Ex Machina is presented on home video with a DTS-X enabled 7.1 DTS-Master Audio soundtrack. For review purposes, only the 5.1 DTS-Master Audio soundtrack has been reviewed here.
Ex Machina is a quiet movie, that generally focuses on dialogue and facial expressions. There is very little in the way of traditional action to expand sound through your sound system. Most of the film’s dialogue is centered, and outside of some various atmospheric sound effects floating through the surrounds, the movie is mostly a front-oriented experience. The film’s score however, which ramps up in intensity at key moments, carries a decent amount of weight and contrast to the soundtrack. Subwoofer activity is, appropriately, very minimal throughout the entire film. Ex Machina is more of a visual experience, and as the 5.1 surround track embraces that as such.
Special Features and Packaging:
Ex Machina is presented on home video in a standard Blu-ray keepcase with an accompanying slipcover. Both the case and the slipcover feature identical art. The art however, is appropriately minimal, featuring a picture of Ava imposed over a black background, with the film’s title and casting, as well as a quote from a review imposed on top of Ava. The back cover art features a few key shots from the movie, as well as the traditional text describing the release. Overall, the artwork and design is pleasing to the eye.
As for special features, Ex Machina includes only three features, but each are over considerable length.
Through the Looking Glass: Making Ex Machina – this feature talks about a little bit of everything, from the genesis of the film’s plot, the cast of the principal actors, the environment on set, etc… in a very comprehensive, and conversational style. Interesting, but not exactly groundbreaking.
SXSW Q&A with Cast and Crew – a question and answer session, featuring the film’s two composers, the cinematographer, the director, and lead actor Oscar Isaac, taken straight from the famous South by Southwest festival in 2015. The answer topics such as their feelings on artificial intelligence, and general questions about the film with intelligence and enthusiasm. This one is pretty entertaining, if you’re a fan of Q&A sessions.

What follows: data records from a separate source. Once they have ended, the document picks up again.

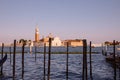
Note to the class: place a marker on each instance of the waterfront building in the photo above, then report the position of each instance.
(55, 41)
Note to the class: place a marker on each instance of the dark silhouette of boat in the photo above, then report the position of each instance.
(3, 60)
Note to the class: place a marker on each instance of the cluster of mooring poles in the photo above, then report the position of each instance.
(49, 60)
(84, 66)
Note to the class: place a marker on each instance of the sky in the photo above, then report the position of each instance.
(94, 20)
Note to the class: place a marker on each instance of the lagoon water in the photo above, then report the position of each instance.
(34, 69)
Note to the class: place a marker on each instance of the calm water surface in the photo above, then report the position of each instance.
(34, 69)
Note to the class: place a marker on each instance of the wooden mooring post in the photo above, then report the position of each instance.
(114, 60)
(10, 54)
(90, 61)
(35, 52)
(84, 73)
(67, 61)
(44, 60)
(2, 58)
(49, 58)
(14, 59)
(23, 49)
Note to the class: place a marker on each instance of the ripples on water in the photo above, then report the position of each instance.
(34, 70)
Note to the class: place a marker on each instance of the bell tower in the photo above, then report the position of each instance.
(37, 34)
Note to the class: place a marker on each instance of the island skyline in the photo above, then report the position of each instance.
(96, 21)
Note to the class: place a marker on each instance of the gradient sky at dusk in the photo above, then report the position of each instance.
(95, 20)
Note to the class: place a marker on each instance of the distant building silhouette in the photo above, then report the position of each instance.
(37, 34)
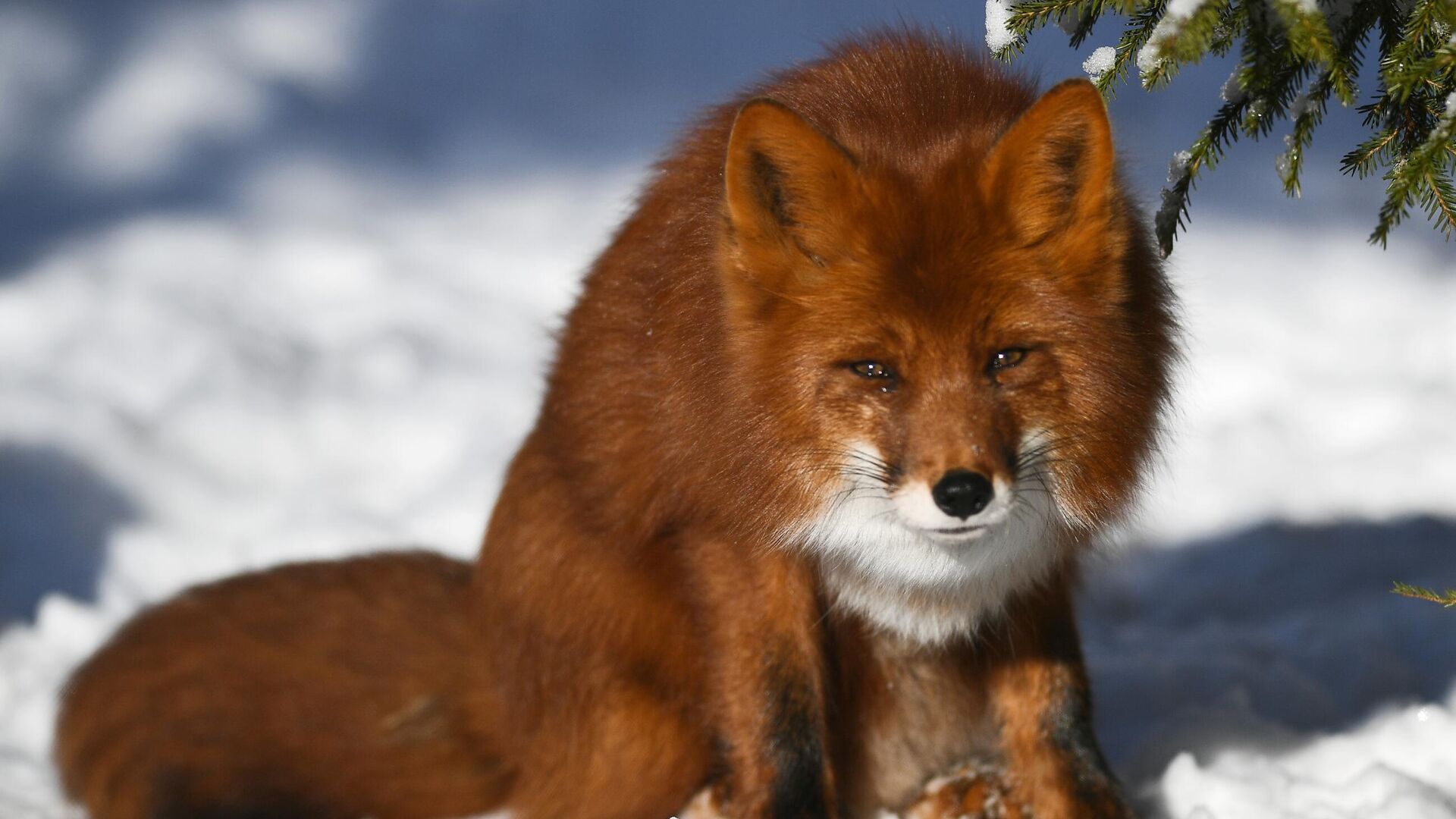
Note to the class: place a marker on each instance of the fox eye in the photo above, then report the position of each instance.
(1006, 359)
(878, 372)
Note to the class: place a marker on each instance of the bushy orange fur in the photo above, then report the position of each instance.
(672, 595)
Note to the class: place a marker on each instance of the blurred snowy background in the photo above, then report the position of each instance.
(277, 280)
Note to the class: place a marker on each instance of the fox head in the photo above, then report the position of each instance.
(968, 346)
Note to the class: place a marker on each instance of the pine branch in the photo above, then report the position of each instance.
(1294, 57)
(1139, 30)
(1421, 594)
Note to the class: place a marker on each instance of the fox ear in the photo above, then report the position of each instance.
(1052, 174)
(788, 188)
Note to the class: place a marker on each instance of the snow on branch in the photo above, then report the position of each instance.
(1294, 57)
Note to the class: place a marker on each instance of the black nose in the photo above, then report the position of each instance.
(963, 493)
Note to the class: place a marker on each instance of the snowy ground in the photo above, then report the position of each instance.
(335, 356)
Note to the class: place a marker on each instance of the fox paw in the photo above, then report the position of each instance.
(971, 792)
(705, 805)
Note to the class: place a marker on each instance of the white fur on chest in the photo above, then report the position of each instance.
(922, 589)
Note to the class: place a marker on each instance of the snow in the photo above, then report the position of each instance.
(998, 25)
(1100, 61)
(1174, 17)
(340, 356)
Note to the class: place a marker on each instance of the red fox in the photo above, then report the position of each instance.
(883, 346)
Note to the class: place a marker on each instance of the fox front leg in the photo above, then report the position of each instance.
(1038, 691)
(766, 667)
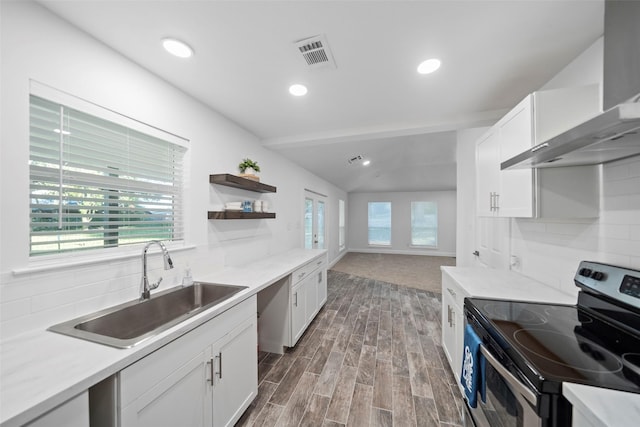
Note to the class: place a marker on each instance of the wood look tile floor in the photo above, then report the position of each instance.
(371, 357)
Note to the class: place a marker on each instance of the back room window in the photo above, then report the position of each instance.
(424, 224)
(379, 222)
(96, 183)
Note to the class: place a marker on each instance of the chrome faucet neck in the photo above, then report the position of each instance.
(145, 287)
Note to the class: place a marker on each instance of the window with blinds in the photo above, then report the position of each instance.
(95, 183)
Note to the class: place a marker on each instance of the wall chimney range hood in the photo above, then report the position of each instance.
(612, 135)
(615, 133)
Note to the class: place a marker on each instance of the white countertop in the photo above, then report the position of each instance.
(41, 370)
(505, 284)
(605, 407)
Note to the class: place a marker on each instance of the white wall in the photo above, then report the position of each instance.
(37, 45)
(401, 222)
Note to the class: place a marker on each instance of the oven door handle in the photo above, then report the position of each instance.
(509, 378)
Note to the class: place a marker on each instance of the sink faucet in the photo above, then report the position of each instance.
(145, 287)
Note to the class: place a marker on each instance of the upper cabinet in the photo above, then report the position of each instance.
(571, 192)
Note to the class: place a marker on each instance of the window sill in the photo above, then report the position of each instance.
(59, 263)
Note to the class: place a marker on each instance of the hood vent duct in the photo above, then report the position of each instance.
(315, 52)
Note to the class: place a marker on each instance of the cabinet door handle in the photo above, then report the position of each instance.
(219, 357)
(210, 363)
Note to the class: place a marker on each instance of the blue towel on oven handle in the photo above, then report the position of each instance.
(472, 376)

Behind the Scenes Vignettes – a collection of shorter clips, in which cast and crew members describe various topics such as designing the film’s visual effects, set design, and designing the mind and personality of Ava for the film. These clips are short, but interesting, and don’t manage to retread too much of what Through the Looking Glass brought to the table.
In terms of packaging and special features, Ex Machina is pretty minimal, but what’s there is deep and rewarding, as long as you have the patience to sit through it all.
Ex Machina was a modest box office success, and walked away from the Academy Awards with a surprising, yet rightfully deserved Oscar for Best Visual Effects. The film is littered with thought provoking ideas, sharp, darkly lit set pieces, and a minimal cast that brings strong performances to the table that make viewing the film a rich and satisfying experience for the most part. As the film slowly builds to an intense climax, little things get lost along the way, but it makes for an engaging viewing experience. The film’s visual and audio transfers are proficient, and suit the film’s source material without being mind blowing, and the special features, while minimal, are packed with cool and useful information about the production of the film. This one, while not one of my favorites from last year, still stands on its own as a pretty solid movie, and a pretty solid Blu-ray package.